How many ways can you eat crunchy fried onions? I’d need another set of hands to start counting! These crunchy fried onion strings are a burger’s best friend, an indulgent salad topper, a snack you’ll dream about and even wake up in the middle of the night to go munch on (of course, I don’t have any experience…wink wink).
If you like onion rings, but crave a crunchier version that shatters in your mouth with crispy goodness, you’re in for a real treat.
Make these onion rings when you’re home alone so you don’t have to share them with anyone else.
My STEP-BY-STEP VIDEO below will help guide you through the recipe. Subscribe to my YouTube channel for recipe videos every week!
Makes: fried onions from 1 medium-large yellow onion
Prep time: 30 minutes
Cook time: 15 minutes
Total time: 45 minutes
The Ingredients
1 medium/large yellow onion, thinly sliced (use a mandolin if possible)*
½ cup buttermilk
½ cup all-purpose flour (you can sub gluten-free flour if needed)
2-3 cups vegetable/canola oil
*You can use a sweet or red onion, but I like yellow onion the best!
The Steps
Let yellow onion slices soak in buttermilk for 20 minutes.
Remove onions from buttermilk, shaking off excess buttermilk. In a separate bowl or plate, dredge onions in flour, separating onion slices from each other as best as possible. Onions should be sticky to touch.
To fry: in a medium skillet (stainless steel works best), add ½ – ¾ inch of vegetable/canola (about 2-3 cups of oil). Use a meat thermometer to heat oil to 325 to 350 degrees. I find that you can maintain this temperature by keeping your burner on medium/high heat.

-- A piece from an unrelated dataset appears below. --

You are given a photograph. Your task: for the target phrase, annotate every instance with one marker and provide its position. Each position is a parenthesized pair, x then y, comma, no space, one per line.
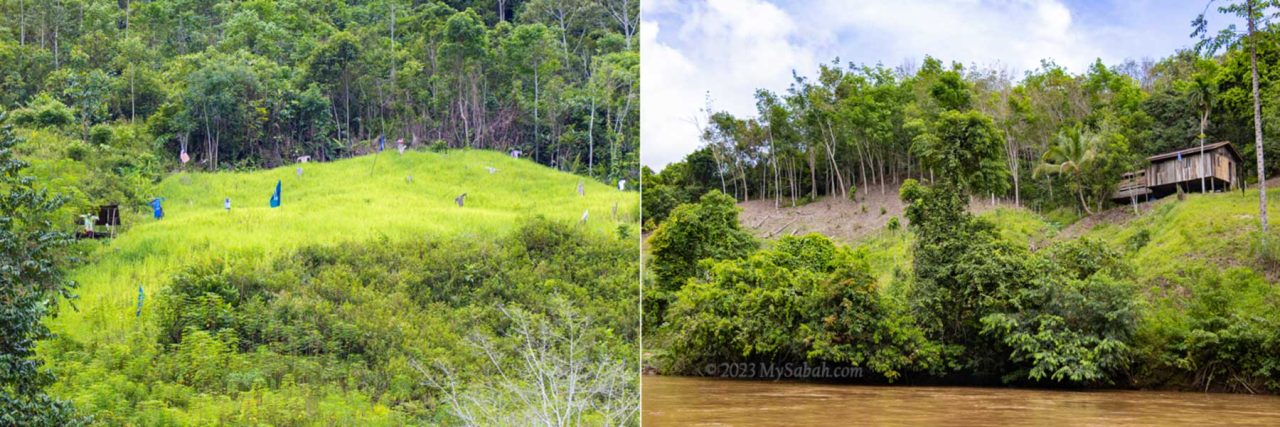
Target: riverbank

Fry onions in small batches for 3-6 minutes per batch, using a slotted spoon to flip onions occasionally for even browning. Remove onions from oil at desired golden brown color with slotted spoon, letting fried onions rest on a paper towel lined plate. Season generously with salt.
To store: Let fried onions cool completely. Store in an airtight container for up to 3 days in the refrigerator.